The thing about the Primary Index is that ISN'T all about data distribution. If you select a PI that perfectly distributes the data across the AMPS, but is never used as a Join column or in a query predicate, you're doing yourself and your database a dis-service.
A key priority of the PI is that it should define the most common access path, some data skew is perfectly acceptable. There are probably as many definitions for accetable skew as there are people who can spell "skew"...so don't look for one "perfect" answer, personally I try to keep data skew below 20-25.
When you define the same PI on two commonly joined tables, you enable your TD system to create AMP local joins, with no redistribution. You can see this in the explain plan.
Remember, data has to be on the same AMP to be joined. If you have two tables with different PI's, the optimizer will pick the smaller (if it can) of the two tables, assuming you have current statistics collected, do a FTS on the smaller table, bring it into spool, re-hash the rows on that table in spool and push it back down to the AMPs according to the re-hashed column ( the PI of the larger table) and THEN join your rows.
If you can define the same PI on two freuqently joined tables and give up some skew, you can eliminate the FTS, re-hash and redistribution.
Consider the Sales Order Header and Sales Order Line Item tables, a fairly common occurence.
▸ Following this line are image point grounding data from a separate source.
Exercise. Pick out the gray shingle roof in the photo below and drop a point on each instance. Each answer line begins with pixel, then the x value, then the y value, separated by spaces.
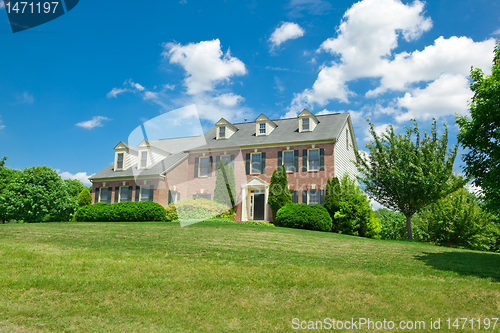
pixel 329 128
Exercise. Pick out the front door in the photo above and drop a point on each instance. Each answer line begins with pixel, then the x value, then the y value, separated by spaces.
pixel 258 207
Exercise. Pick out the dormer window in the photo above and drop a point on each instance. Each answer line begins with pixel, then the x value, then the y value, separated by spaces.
pixel 119 161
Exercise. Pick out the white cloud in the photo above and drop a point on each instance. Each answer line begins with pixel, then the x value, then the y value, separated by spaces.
pixel 96 121
pixel 445 96
pixel 229 99
pixel 81 176
pixel 205 64
pixel 286 31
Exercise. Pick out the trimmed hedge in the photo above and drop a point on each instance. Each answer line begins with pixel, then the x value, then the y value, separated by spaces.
pixel 198 208
pixel 121 212
pixel 302 216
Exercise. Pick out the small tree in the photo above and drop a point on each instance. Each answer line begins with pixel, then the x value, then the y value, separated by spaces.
pixel 84 198
pixel 405 173
pixel 279 194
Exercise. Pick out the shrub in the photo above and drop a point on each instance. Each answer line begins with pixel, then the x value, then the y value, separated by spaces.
pixel 84 198
pixel 267 224
pixel 121 212
pixel 302 216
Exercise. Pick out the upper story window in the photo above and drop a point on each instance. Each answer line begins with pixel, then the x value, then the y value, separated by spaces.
pixel 288 161
pixel 313 159
pixel 205 167
pixel 305 124
pixel 144 159
pixel 262 128
pixel 119 161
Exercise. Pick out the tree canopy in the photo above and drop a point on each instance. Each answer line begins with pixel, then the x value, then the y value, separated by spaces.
pixel 481 132
pixel 407 172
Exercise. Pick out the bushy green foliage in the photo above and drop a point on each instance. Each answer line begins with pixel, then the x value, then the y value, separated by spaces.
pixel 84 198
pixel 279 194
pixel 408 172
pixel 225 185
pixel 36 193
pixel 355 215
pixel 302 216
pixel 267 224
pixel 121 212
pixel 458 221
pixel 198 208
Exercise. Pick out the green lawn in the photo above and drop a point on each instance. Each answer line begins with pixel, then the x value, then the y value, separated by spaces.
pixel 208 277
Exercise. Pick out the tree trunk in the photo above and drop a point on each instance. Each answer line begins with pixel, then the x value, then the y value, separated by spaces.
pixel 408 227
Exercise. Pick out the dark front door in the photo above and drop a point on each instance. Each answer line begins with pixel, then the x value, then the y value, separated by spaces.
pixel 258 207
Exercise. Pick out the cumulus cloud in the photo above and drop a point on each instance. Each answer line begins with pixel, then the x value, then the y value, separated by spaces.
pixel 205 64
pixel 81 176
pixel 96 121
pixel 286 31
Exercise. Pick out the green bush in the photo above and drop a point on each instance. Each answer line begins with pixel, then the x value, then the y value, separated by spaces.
pixel 267 224
pixel 198 208
pixel 302 216
pixel 84 198
pixel 121 212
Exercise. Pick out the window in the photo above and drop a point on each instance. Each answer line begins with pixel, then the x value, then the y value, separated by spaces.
pixel 145 192
pixel 124 194
pixel 288 161
pixel 262 128
pixel 313 156
pixel 105 195
pixel 305 124
pixel 313 197
pixel 205 167
pixel 256 160
pixel 119 161
pixel 144 159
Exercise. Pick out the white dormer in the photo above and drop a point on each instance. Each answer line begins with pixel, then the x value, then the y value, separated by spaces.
pixel 264 125
pixel 307 121
pixel 224 129
pixel 124 155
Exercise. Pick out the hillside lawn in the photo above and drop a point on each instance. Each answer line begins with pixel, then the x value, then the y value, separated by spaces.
pixel 214 277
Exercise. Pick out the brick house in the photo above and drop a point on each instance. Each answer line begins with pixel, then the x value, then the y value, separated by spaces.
pixel 311 148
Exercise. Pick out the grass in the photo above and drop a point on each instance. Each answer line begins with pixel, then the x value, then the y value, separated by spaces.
pixel 212 277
The natural identifier for the Header Table and by default, initial PI selection, is some thing SalesOrderHeaderID. The Line Item table also has a natural identifier, but in this case it happens to be a composite PI, composed of SalesOrderHeaderID ( to relate each line back to its parent header row) and LineItemID (to differentiate each line item within the order).
If you select SalesOrderHeaderId, LineItemID as a composite PI on the Line Item Table, you've now hashed ALL of your Item rows to different amps than your header rows, perfectly distributed, but NOT co-located. The query that joins headers and line items now has to grab the line item table complete a full table scan, rehash it to the salesorderheaderid and then join it. All you've achieved is data distribution at the more complex processing.
If you accept some skew and define the PI of the LineItem table as SalesOrderHeaderId alone, the child rows will hash to the same amps as their parent rows, run the same query and you've now got amp local operations...
↧